リッター(Karl Ritter)(読み)りったー(英語表記)Karl Ritter

日本大百科全書(ニッポニカ) の解説

リッター(Karl Ritter)
りったー
Karl Ritter
(1779―1859)

ドイツの地理学者。ハレ、ゲッティンゲン大学卒業後、教育関係の仕事に従事していたが、1820年よりベルリン大学教授となり、フンボルトとともに近代地理学樹立に貢献した。しかし、フンボルトが自然地理学の創始者と目されるのに対して、リッター人文地理学祖述者である。
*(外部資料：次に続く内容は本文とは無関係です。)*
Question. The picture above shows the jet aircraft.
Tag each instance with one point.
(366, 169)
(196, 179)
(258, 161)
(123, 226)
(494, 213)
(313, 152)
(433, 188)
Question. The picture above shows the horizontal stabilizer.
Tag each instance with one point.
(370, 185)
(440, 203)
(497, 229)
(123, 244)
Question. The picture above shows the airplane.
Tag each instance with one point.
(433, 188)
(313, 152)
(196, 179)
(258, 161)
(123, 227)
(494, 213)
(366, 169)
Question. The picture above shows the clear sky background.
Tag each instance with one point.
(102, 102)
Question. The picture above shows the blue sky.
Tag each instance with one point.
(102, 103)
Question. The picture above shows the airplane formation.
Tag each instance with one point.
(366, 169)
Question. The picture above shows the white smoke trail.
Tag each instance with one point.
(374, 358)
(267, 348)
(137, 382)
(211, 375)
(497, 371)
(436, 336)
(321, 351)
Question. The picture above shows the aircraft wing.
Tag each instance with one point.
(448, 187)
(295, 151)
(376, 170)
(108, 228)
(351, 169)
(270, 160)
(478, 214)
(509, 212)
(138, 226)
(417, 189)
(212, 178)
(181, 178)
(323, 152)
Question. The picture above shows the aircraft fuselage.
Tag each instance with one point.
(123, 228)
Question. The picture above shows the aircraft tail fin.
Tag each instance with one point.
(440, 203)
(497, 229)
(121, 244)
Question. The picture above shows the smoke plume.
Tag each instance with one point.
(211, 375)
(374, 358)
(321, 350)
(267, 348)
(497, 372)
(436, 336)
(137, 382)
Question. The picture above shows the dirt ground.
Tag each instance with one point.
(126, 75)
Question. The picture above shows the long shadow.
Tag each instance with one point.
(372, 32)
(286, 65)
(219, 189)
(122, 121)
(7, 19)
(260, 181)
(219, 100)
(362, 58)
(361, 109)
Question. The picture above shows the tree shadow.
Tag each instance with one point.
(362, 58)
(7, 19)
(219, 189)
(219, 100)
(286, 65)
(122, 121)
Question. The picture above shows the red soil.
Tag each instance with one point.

1817年『地理学』Die Erdkundeを著したが、副題に「自然と人類の歴史との関連、すなわち一般比較地理学」と記されているように、リッターは地理学をもって自然と人類社会の因果関係を考察すべきことを主張。18世紀の観念論の影響を受け、地表を人類の居住の場所であるのみならず、神による人類の教育の場所とみなすなど、なお所論に神学的目的論の色彩が認められる。また比較地理学を主張するように、世界の各地域の地域的個性を比較究明するために、『地理学』の続編として22年から38年を費やして、19巻にわたる膨大な世界の地誌的記述を行ったが、アジア、アフリカ以外の地域は未完に終わった。